Boyd Chris, Brown Gregory C, Kleinig Timothy J, Mayer Wolfgang, Dawson Joseph, Jenkinson Mark, Bezak Eva
Allied Health and Human Performance, University of South Australia, Adelaide, Australia.
Medical Physics and Radiation Safety, South Australia Medical Imaging, Adelaide, Australia.
J Appl Clin Med Phys. 2024 Dec;25(12):e14542. doi: 10.1002/acm2.14542. Epub 2024 Oct 10.
PURPOSE/AIM: This paper provides a pedagogical example for systematic machine learning optimization in small dataset image segmentation, emphasizing hyperparameter selections. A simple process is presented for medical physicists to examine hyperparameter optimization. This is also applied to a case-study, demonstrating the benefit of the method.
An unrestricted public Computed Tomography (CT) dataset, with binary organ segmentation, was used to develop a multiclass segmentation model. To start the optimization process, a preliminary manual search of hyperparameters was conducted and from there a grid search identified the most influential result metrics. A total of 658 different models were trained in 2100 h, using 13 160 effective patients. The quantity of results was analyzed using random forest regression, identifying relative hyperparameter impact.
Metric implied segmentation quality (accuracy 96.8%, precision 95.1%) and visual inspection were found to be mismatched. In this work batch normalization was most important, but performance varied with hyperparameters and metrics selected. Targeted grid-search optimization and random forest analysis of relative hyperparameter importance, was an easily implementable sensitivity analysis approach.

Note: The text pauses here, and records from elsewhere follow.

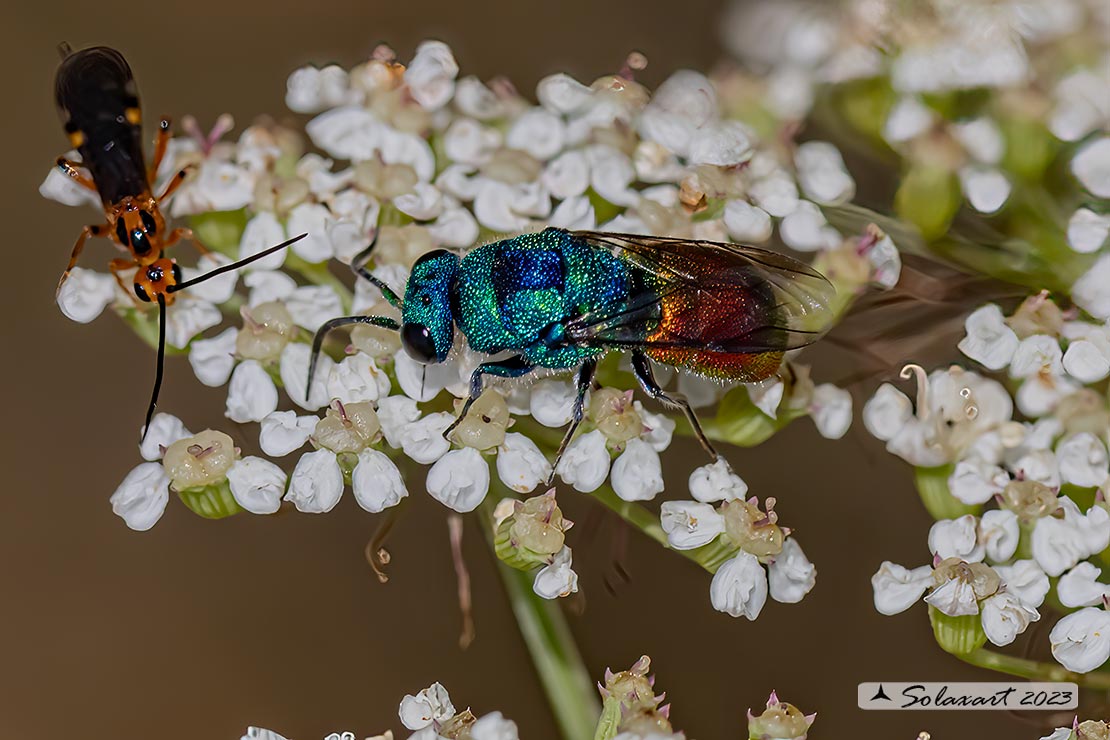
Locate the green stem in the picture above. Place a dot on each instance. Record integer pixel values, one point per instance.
(558, 664)
(1033, 669)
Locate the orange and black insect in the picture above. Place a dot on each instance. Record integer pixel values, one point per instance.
(99, 103)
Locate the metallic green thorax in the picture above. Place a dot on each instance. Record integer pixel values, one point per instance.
(520, 293)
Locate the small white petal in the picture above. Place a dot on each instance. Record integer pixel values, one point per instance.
(790, 574)
(187, 318)
(689, 525)
(830, 408)
(163, 431)
(897, 588)
(460, 479)
(86, 294)
(955, 598)
(251, 395)
(356, 377)
(723, 143)
(716, 483)
(316, 483)
(908, 119)
(431, 74)
(887, 412)
(557, 579)
(294, 376)
(1087, 231)
(423, 439)
(823, 174)
(256, 484)
(989, 341)
(637, 473)
(431, 705)
(806, 229)
(141, 498)
(999, 533)
(1005, 616)
(574, 213)
(957, 538)
(494, 727)
(987, 189)
(1082, 459)
(1091, 292)
(552, 402)
(395, 414)
(1025, 579)
(521, 465)
(567, 174)
(376, 482)
(739, 587)
(1091, 166)
(1081, 640)
(212, 360)
(538, 133)
(282, 433)
(563, 93)
(585, 463)
(976, 482)
(1080, 586)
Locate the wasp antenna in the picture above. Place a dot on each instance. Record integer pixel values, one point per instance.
(161, 366)
(318, 341)
(233, 265)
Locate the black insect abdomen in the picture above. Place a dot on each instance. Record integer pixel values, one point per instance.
(99, 103)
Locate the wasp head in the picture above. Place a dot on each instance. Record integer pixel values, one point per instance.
(138, 227)
(158, 279)
(427, 330)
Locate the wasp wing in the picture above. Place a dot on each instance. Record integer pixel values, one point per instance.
(707, 296)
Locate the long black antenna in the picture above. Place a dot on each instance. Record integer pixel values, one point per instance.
(161, 365)
(233, 265)
(318, 341)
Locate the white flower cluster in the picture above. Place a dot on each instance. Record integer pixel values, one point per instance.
(762, 557)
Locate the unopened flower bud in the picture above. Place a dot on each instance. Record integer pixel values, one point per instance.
(753, 530)
(200, 460)
(533, 534)
(779, 721)
(1029, 499)
(485, 422)
(268, 327)
(347, 427)
(615, 416)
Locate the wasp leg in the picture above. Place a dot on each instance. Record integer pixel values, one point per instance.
(86, 233)
(642, 367)
(175, 182)
(71, 171)
(184, 233)
(585, 379)
(161, 143)
(515, 366)
(359, 266)
(318, 341)
(115, 266)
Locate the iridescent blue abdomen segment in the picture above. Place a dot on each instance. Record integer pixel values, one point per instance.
(520, 293)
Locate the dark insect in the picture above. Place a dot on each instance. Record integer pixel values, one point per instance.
(562, 300)
(99, 104)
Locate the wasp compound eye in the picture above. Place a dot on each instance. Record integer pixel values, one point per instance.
(417, 342)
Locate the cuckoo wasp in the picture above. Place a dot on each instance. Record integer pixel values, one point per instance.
(99, 104)
(562, 300)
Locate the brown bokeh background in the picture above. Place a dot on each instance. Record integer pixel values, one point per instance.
(200, 628)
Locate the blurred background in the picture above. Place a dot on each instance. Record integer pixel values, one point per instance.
(198, 628)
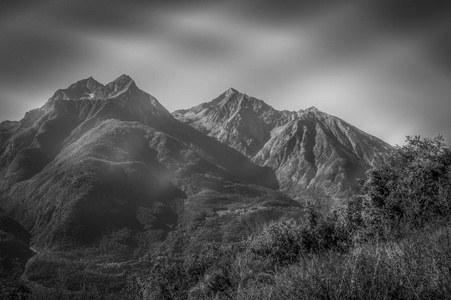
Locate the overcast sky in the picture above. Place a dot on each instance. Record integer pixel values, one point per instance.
(382, 65)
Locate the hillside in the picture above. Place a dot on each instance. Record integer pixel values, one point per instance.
(312, 153)
(107, 168)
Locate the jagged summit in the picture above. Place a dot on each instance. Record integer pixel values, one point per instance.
(308, 149)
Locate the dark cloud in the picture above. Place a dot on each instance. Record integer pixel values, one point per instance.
(384, 65)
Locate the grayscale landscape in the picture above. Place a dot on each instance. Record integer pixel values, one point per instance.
(249, 150)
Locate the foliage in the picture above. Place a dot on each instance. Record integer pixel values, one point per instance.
(412, 188)
(286, 241)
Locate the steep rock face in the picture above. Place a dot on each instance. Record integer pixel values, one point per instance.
(98, 158)
(311, 152)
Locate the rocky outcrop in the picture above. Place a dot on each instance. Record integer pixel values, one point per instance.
(98, 158)
(312, 153)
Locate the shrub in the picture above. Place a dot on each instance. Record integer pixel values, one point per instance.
(408, 191)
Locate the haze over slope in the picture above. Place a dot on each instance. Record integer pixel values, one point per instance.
(310, 150)
(97, 158)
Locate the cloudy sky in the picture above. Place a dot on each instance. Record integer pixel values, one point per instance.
(382, 65)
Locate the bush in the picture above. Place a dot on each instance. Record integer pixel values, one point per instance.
(411, 189)
(286, 241)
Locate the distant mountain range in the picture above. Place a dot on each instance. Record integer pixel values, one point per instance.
(109, 165)
(310, 151)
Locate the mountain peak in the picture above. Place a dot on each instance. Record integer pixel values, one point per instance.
(231, 91)
(123, 81)
(90, 83)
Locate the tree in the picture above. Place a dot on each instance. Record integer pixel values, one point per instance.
(413, 186)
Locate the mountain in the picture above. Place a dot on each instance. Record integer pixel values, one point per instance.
(104, 173)
(311, 152)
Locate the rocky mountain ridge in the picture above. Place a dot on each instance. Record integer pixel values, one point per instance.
(311, 152)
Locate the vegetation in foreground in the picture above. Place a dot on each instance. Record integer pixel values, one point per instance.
(391, 242)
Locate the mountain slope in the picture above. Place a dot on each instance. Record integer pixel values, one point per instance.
(96, 158)
(311, 152)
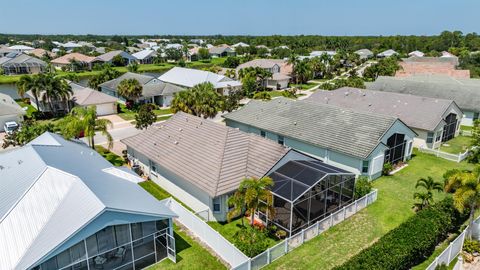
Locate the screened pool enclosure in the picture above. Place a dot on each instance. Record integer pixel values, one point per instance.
(306, 191)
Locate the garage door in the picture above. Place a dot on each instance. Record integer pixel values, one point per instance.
(106, 109)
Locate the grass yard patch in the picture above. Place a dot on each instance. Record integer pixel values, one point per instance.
(113, 158)
(394, 206)
(456, 145)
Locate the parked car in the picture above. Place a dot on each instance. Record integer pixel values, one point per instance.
(10, 127)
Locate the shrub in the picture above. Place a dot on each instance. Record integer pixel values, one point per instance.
(387, 168)
(363, 186)
(411, 242)
(251, 241)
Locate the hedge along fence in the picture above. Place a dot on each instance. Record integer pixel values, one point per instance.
(412, 242)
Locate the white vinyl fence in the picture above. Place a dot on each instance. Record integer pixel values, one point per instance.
(314, 230)
(453, 250)
(226, 250)
(444, 155)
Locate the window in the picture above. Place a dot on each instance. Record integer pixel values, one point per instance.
(430, 137)
(216, 205)
(365, 164)
(281, 140)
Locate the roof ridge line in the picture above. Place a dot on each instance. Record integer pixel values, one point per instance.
(221, 162)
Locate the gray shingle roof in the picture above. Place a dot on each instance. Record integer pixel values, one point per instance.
(417, 112)
(211, 156)
(141, 78)
(341, 130)
(465, 92)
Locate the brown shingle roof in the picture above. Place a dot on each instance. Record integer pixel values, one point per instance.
(211, 156)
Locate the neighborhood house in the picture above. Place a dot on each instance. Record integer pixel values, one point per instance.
(358, 142)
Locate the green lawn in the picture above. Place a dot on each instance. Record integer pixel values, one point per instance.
(113, 158)
(190, 255)
(456, 145)
(394, 206)
(30, 108)
(128, 115)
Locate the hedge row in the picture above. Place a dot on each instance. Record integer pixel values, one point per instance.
(412, 242)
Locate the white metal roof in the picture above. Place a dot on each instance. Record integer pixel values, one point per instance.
(51, 188)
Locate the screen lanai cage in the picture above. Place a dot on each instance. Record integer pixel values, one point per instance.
(306, 191)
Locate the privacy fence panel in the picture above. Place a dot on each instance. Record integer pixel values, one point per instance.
(308, 233)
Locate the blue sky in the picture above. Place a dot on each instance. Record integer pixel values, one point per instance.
(245, 17)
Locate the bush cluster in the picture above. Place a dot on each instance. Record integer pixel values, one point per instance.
(411, 242)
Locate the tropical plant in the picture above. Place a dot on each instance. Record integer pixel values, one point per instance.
(133, 67)
(145, 116)
(465, 186)
(363, 186)
(85, 120)
(130, 89)
(252, 195)
(29, 131)
(202, 100)
(426, 197)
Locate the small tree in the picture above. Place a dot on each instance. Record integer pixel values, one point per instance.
(252, 195)
(130, 89)
(426, 198)
(145, 116)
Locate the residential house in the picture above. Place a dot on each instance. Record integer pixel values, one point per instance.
(359, 142)
(153, 90)
(240, 44)
(188, 78)
(434, 120)
(221, 51)
(364, 54)
(109, 56)
(146, 56)
(202, 163)
(416, 54)
(431, 66)
(83, 61)
(65, 207)
(280, 70)
(387, 53)
(465, 92)
(21, 48)
(85, 97)
(16, 63)
(9, 111)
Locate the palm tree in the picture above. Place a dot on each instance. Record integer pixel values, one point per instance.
(252, 195)
(130, 89)
(85, 120)
(426, 198)
(465, 186)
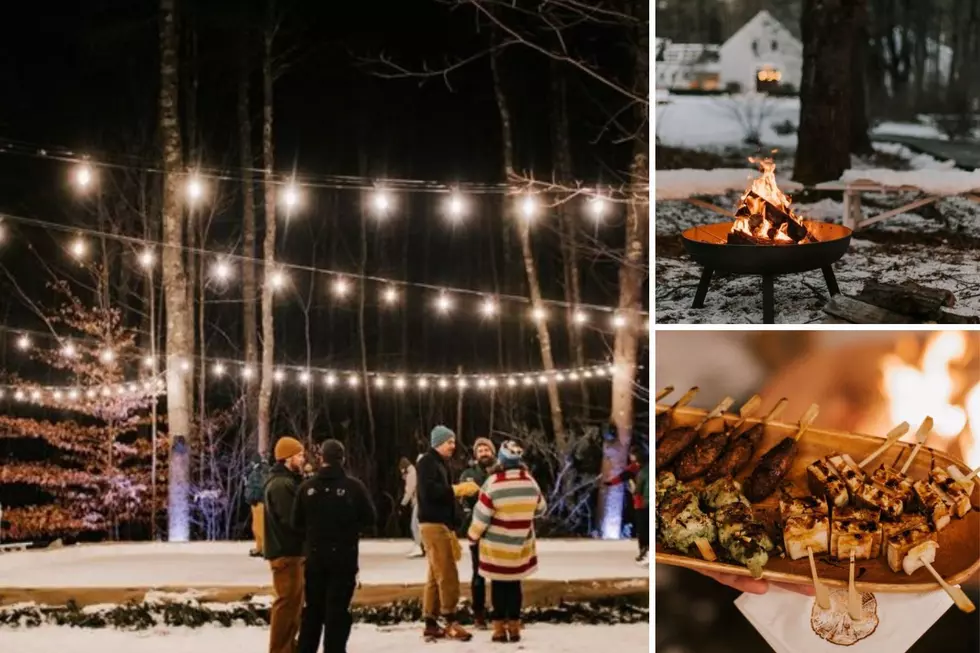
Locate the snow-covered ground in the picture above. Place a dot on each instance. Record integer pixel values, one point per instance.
(570, 638)
(227, 564)
(719, 122)
(936, 246)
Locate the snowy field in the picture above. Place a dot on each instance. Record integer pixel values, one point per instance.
(227, 564)
(718, 122)
(537, 638)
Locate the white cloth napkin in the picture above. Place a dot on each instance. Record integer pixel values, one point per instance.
(783, 618)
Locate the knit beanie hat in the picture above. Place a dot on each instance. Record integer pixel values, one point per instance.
(487, 442)
(510, 454)
(333, 452)
(287, 447)
(440, 435)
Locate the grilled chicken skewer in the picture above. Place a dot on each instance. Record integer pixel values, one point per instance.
(677, 440)
(681, 523)
(698, 457)
(772, 467)
(665, 419)
(742, 447)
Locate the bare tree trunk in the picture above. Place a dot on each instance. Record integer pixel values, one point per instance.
(569, 236)
(179, 338)
(249, 290)
(524, 234)
(269, 246)
(824, 149)
(631, 276)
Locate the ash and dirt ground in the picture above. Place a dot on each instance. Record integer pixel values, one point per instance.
(937, 246)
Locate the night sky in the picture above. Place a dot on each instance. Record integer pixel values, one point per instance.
(86, 79)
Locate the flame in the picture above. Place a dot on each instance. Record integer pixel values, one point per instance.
(935, 387)
(765, 189)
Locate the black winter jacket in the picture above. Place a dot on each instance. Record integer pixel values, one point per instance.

The proposed optimization method gives a systematic and quantitative approach to something intuitively understood, that hyperparameters change model performance. Even just grid search optimization with random forest analysis presented here can be informative within hardware and data quality/availability limitations, adding confidence to model validity and minimize decision-making risks. By providing a guided methodology, this work helps medical physicists to improve their model optimization, irrespective of specific challenges posed by datasets and model design.
目的/目标:本文提供了一个在小数据集图像分割中进行系统机器学习优化的教学示例,重点强调超参数选择。文中介绍了一个简单的过程,供医学物理学家检验超参数优化。该过程还应用于一个案例研究,展示了该方法的优势。
使用一个无限制的公开计算机断层扫描(CT)数据集(带有二元器官分割)来开发一个多类分割模型。为启动优化过程,首先对超参数进行了初步手动搜索,然后通过网格搜索确定了最具影响力的结果指标。使用13160名有效患者,在2100小时内训练了总共658个不同的模型。使用随机森林回归分析结果数量,确定相对超参数影响。
发现指标所暗示的分割质量(准确率96.8%,精确率95.1%)与视觉检查结果不匹配。在这项工作中,批量归一化最为重要,但性能会随所选的超参数和指标而变化。有针对性的网格搜索优化以及对超参数重要性的随机森林分析,是一种易于实施的敏感性分析方法。
所提出的优化方法为超参数会改变模型性能这一直观认识提供了一种系统且定量的方法。即使只是本文介绍的带有随机森林分析的网格搜索优化,在硬件以及数据质量/可用性限制范围内也可能具有参考价值,增强对模型有效性的信心并将决策风险降至最低。通过提供一种有指导的方法,这项工作有助于医学物理学家改进他们的模型优化,而不论数据集和模型设计带来的具体挑战如何。